Well hello there!
Happy new year everybody. I hope you all had a good break, and are well rested heading in to the new year.
I've had a good long time off, getting some rest after a busy 2022. I've found myself really eager to get back to work though, I'm looking forward to what 2023 will bring - I hope you are too!
🙋♀️ The value of dedicated testers
In my last email, I wrote about the importance of engineers testing their work (and not just leaving it for testers).
But this leaves an unanswered question - if the engineer is testing, what is the tester there for?
I've been reflecting on this a lot. Here are three 'value adds' that I think arise from having a specialised tester in a team.
📏 Critical distance
Critical distance is a term that comes out of Rapid Software Testing (I think). It's the idea that it's difficult for an individual to be objectively critical of their own work.

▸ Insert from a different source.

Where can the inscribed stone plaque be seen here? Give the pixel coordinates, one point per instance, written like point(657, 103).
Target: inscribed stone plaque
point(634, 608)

An example would be, asking an author to write a review of their own novel. Even with the best of intentions, it would be difficult to separate themselves from their work and be unbiased.
It's useful to have someone 'distanced' from that work to critique it.
This also plays in to 'System 1' and 'System 2' thinking as described in Daniel Kahneman's Thinking Fast and Slow.
'System 1' is automatic, and lends itself to easy and quick answers. When an engineer has built something, and is testing it, it's common for them to be in 'System 1' mode - looking to prove it works quickly.
'System 2' is the thinking mode that requires stopping and engaging the brain. When it comes to testing, it's the thinking mode that asks the question 'how could this go wrong?' (rather than just 'does this work?')
In my experience, it's difficult (although not impossible) to make this switch from 'System 1' to 'System 2' mode.
Having someone dedicated to providing this 'System 2' thinking, or providing critical distance, can be key to building quality software.
The best teams I've worked in are what is generally known as 'cross functional'. There will be some engineers, maybe with some specialisations (frontend, backend, infra, etc). There will be a product owner or product manager, and a designer, aligned with the team. And, some person with the word 'quality' or 'test' in their job title - a tester.
Because there's only one tester, they share themselves around the engineers in the team, providing that 'System 2' thinking.
This is an advantage.
As the tester spends more time with each engineer, they build up a good picture of what each one is doing, and how all those parts will eventually fit together. This additional context can help uncover risks or problems that may not have been discovered otherwise.
There have been many occasions where I've been testing with someone, and found issues where the work one is doing will impact the other unexpectedly.
Testing is a creative undertaking - its a specialist skill.
There are multiple books, conferences and online communities dedicated to doing testing well.
I think it's really reasonable for engineers to be asked to test their work, and to know something about the craft of testing.
I think it's unreasonable for them to be experts in testing. The same way I wouldn't expect an engineer to be an expert in multiple engineering specialisations (frontend, backend, infra, etc).
A dedicated tester adds this test expertise to the table - they can answer questions like "what else should I consider when testing this?" or "what is a good way to test this?"
So - hopefully this serves as a 'complementary' thread to my message from December. Engineers can, and should, be testing.
Testers are there to enable that testing by bringing their creativity, critical thinking and contextual knowledge to the table.
As always, I'd love to hear your thoughts - especially as I know this is a subject that can stir up emotion and opinions! In upcoming emails, I'm going to work through some more detail of what a specialisation in testing actually means. Stay tuned!
🖥 Neat stuff from around the internet
- Dennis Martinez on why "Developer vs Tester" memes might be more destructive than funny.
- Stay SaaSy coins the term Management Debt, a parallel to Technical Debt. It's a thought provoking read.
- Managing your career without a manager - an article about career growth from Saswati Saha Mitra
- A bit of a retrospective at the end of the year is a good thing to do - like this reflection from Konstantin Tchernov. Some good food for thought.
- Lenny Rachitsky and John Cutler on high performing product teams. It's a long one, but worth it.
- An old one from Corey Quinn that has resurfaced, Why I turned down an AWS job offer - this one is pleasantly short.
- CIO.com interview Josh Robb on his role as CPTO at Tend - some really good stuff about leadership and feedback.
- An online VIM editor where you can get lost in VIM and then just refresh to your hearts content.
- Another fun game from Nick Ng - BoxClicker.
🎟️ Events coming up
Build your own web store - free workshop (Online, Jan 27)
Full Stack Dev Auckland are putting on a free half-day workshop on setting up a web store using the JAMstack ecosystem. This looks like a fun thing to follow along with! Hosted by Ben Dechrai from Auth0.
Junior Dev Meetup (Auckland, Feb 1)
This one is all about career - Veronika and Maya will be sharing their Summer of Tech experiences, and then Angela Simpson from Serko will be giving insights on CV screenings.
DORA metrics for testers (Online, Feb 16)
I'm giving a webinar on DORA metrics for The Test Tribe next month. We'll talk not just about the DORA metrics, but why testers should know about them, and advocate for improving them. See you there!